不動産の所有者が認知症の場合、売却はできる?できない?


この記事のハイライト
●登記名義人が認知症の場合、不動産の売却はできるのか?
●任意後見人と成年後見人の違い
●家族信託とは?


最近、お客様からの売却のご相談をいただく中で、登記名義人が認知症を患っているというケースが非常に多くなりました。
果たしてその場合、ご親族の方が売却をしてしまって問題がないのか?
それとも売却することができないのか?
だとすれば、売却は相続するまで待ち続けなくてはいけないのか?
皆様の疑問は尽きません。
今後も増えていくことが予想されますので、ここでご紹介いたします。


登記名義人以外の方が不動産を売却することができる?



一定の手続きを踏めば売却できる場合もありますが、自由に売却することはできません。
当然ながら不動産は大切な財産です。
その財産を例え親族と言っても、本人以外が自由に売却できてしまったら大変です。
テレビドラマではありませんが、財産をめぐって親族の意見が対立することも実際にあり得ます。
ですので、不動産は所有者=登記名義人が売却する意思表示を行わないと、他人へ名義変更することができない仕組みになっています。

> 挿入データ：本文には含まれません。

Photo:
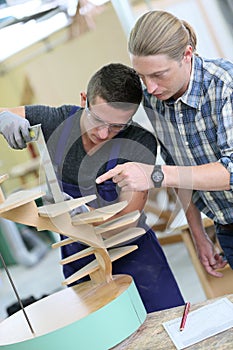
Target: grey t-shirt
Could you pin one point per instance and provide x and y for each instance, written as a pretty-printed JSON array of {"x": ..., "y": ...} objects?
[{"x": 61, "y": 129}]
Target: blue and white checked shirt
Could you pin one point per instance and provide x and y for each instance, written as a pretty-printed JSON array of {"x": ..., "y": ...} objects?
[{"x": 198, "y": 129}]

専門的な表現をすると、民法第3条2項「法律行為の当事者が意思表示をしたときに意思能力を有しなかったときは、その法律行為は無効とする。」と明記されています。
つまり認知症のように、本人が自分の損得を理解できない状態で不動産の売却ができてしまうと、悪意を持った相手方に不当に低い代金で売買契約を締結させられる恐れがあるので、意思能力がない人が行った契約行為を無効にする決まりがあるのです。

では、認知症の人は不動産を売却が一切できないのか?
本人が金銭以外の財産を所有しているのに、現金化できないために貧しい生活をしなくてはいけないとなると、本人を守っているはずの法律が足かせとなってしまいます。
この状況を解決するため、法律では3つの手段が認められています。


①法廷後見人制度


ご紹介する3つの手段の中で、恐らく最も活用されている方法です。
本人が判断能力がなくなった後、家族などが家庭裁判所に申し立てをし後見人となる制度です。
不動産の売却という点にスポットをあてて説明をすると、最も重要なポイントは、後見人が自由に本人の所有する不動産を売却できないという点です。
例えば、本人が今まで住んでいたマンションや一戸建て住宅を売却して、入所する老人施設の費用にあてたいとしても、後見人の判断だけで勝手に売却することはできません。
家庭裁判所に「居住用不動産処分許可」の申し立てをし、許可が下りてから売却をすることになります。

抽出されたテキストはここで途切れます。